The alignment can be performed using the following code:
# Generating the index files
bwa index -a bwtsw indices/transcripts.fa
# Align using the bash
bwa mem indices/transcripts.fa -t 16 sample_1_sortmerna_trimmomatic_1.fq.gz sample_1_sortmerna_trimmomatic_2.fq.gz | gzip -3 > sample_1_sortmerna_trimmomatic_BWAmem_sam.gz
BowTie2
Bowtie 2 is an ultrafast and memory-efficient tool for aligning sequencing reads to long reference sequences. It is particularly good at aligning reads of about 50 up to 100s or 1,000s of characters, and particularly good at aligning to relatively long (e.g. mammalian) genomes. Bowtie 2 indexes the genome with an FM Index to keep its memory footprint small: for the human genome, its memory footprint is typically around 3.2 GB. Bowtie 2 supports gapped, local, and paired-end alignment modes.

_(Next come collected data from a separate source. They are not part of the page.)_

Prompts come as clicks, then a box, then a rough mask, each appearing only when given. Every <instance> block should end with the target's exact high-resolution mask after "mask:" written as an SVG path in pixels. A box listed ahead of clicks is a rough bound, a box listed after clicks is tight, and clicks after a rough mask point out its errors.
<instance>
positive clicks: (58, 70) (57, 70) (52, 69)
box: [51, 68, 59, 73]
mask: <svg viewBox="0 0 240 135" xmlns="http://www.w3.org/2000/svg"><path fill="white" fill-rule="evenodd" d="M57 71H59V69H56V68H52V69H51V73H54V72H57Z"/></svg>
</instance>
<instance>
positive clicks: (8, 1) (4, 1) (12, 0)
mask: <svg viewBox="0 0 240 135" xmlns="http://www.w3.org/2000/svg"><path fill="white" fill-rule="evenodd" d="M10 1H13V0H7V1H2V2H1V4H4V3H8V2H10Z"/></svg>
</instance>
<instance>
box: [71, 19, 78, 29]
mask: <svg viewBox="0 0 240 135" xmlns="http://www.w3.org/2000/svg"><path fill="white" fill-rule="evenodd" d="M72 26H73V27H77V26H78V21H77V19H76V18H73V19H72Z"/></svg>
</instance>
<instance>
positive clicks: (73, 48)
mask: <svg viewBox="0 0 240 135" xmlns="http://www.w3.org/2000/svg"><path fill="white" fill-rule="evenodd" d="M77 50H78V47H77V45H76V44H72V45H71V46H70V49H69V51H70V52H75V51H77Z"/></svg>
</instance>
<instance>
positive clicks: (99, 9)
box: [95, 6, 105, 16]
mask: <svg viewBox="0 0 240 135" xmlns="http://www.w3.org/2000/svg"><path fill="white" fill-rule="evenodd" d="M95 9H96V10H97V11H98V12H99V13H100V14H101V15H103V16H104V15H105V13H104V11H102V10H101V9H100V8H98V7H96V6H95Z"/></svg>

The alignment can be performed using the following code:
# Generating the index files
bowtie2-build indices/transcripts.fa transcripts
# Align using the bash
bowtie2 -x transcripts -1 sample_1_sortmerna_trimmomatic_1.fq.gz -2 sample_1_sortmerna_trimmomatic_2.fq.gz -S sample_1_sortmerna_trimmomatic_BWAmem_sam
The outputs of these aligners are usually SAM or BAM (compressed, binary equivalents of SAM) files which contain the summarized information of the short read alignments necessary for the downstream analyses such as annotation, transcript abundance comparisons and polymorphism detection. SAMtools and its companion package Picard provide a convenient platform for manipulating SAM and BAM files, which contain one row for each alignment with the information regarding the alignment is represented in various columns, such as read name, position of alignment, quality score, etc.